On 5/21/15 5:20 AM, thierry bordaz wrote:
On 05/21/2015 01:36 PM, Janelle wrote:
On 5/20/15 7:53 AM, Mark Reynolds wrote:
On 05/20/2015 10:17 AM, thierry bordaz wrote:
On 05/20/2015 03:46 PM, Janelle wrote:
On 5/20/15 6:01 AM, thierry bordaz wrote:
On 05/20/2015 02:57 AM, Janelle wrote:
On 5/19/15 12:04 AM, thierry bordaz wrote:
On 05/19/2015 03:42 AM, Janelle wrote:
On 5/18/15 6:23 PM, Janelle wrote:
Once again, replication/sync has been lost. I really wish the
product was more stable, it is so much potential and yet.

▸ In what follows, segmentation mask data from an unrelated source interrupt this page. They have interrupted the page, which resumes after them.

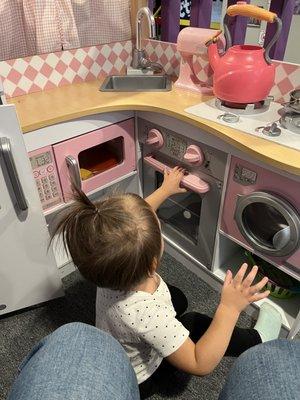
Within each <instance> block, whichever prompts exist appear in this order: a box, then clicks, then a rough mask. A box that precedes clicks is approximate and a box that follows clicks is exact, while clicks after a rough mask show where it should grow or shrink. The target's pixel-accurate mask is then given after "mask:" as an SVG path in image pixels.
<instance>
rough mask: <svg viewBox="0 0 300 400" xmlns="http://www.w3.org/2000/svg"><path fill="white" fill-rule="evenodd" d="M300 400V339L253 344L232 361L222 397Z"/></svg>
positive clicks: (228, 397) (226, 397) (234, 397)
mask: <svg viewBox="0 0 300 400" xmlns="http://www.w3.org/2000/svg"><path fill="white" fill-rule="evenodd" d="M233 399H234V400H267V399H272V400H277V399H278V400H299V399H300V341H297V340H294V341H289V340H286V339H278V340H273V341H271V342H266V343H263V344H260V345H258V346H255V347H252V348H251V349H249V350H247V351H246V352H245V353H243V354H242V355H241V356H240V357H239V358H238V359H237V360H236V362H235V364H234V365H233V368H232V369H231V370H230V372H229V375H228V377H227V380H226V383H225V385H224V387H223V389H222V392H221V394H220V397H219V400H233Z"/></svg>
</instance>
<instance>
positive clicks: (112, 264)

Servers running for 6 days no issues. No new accounts or
changes (maybe a few users changing passwords) and again, 5
out of 16 servers are no longer in sync.
I can test it easily by adding an account and then waiting a
few minutes, then run "ipa user-show --all username" on all
the servers, and only a few of them have the account. I have
now waited 15 minutes, still no luck.
Oh well.. I guess I will go look at alternatives. I had such
high hopes for this tool. Thanks so much everyone for all
your help in trying to get things stable, but for whatever
reason, there is a random loss of sync among the servers and
obviously this is not acceptable.
regards
~J
All the replicas are happy again. I found these again:
unable to decode {replica 16} 55356472000300100000
55356472000300100000
unable to decode {replica 23} 5553e3a3000000170000
55543240000300170000
unable to decode {replica 24} 554d53d3000000180000
554d54a4000200180000
What I also found to be interesting is that I have not deleted
any masters at all, so this was quite perplexing where the
orphaned entries came from. However I did find 3 of the replicas
did not show complete RUV lists... While most of the replicas
had a list of all 16 servers, a couple of them listed only 4 or
5. (using ipa-replica-manage list-ruv)
I don't know about the orphaned entries. Did you get entries
below deleted parents ?
AFAIK all replicas are master and so have an entry {replica
<rid>} in the RUV. We should expect all servers having the same
number of RUVelements (16, 4 or 5). The servers with 4 or 5 may
be isolated so that they did not received updates from those with
16 RUVelements.
would you copy/paste an example of RUV with 16 and with 4-5 ?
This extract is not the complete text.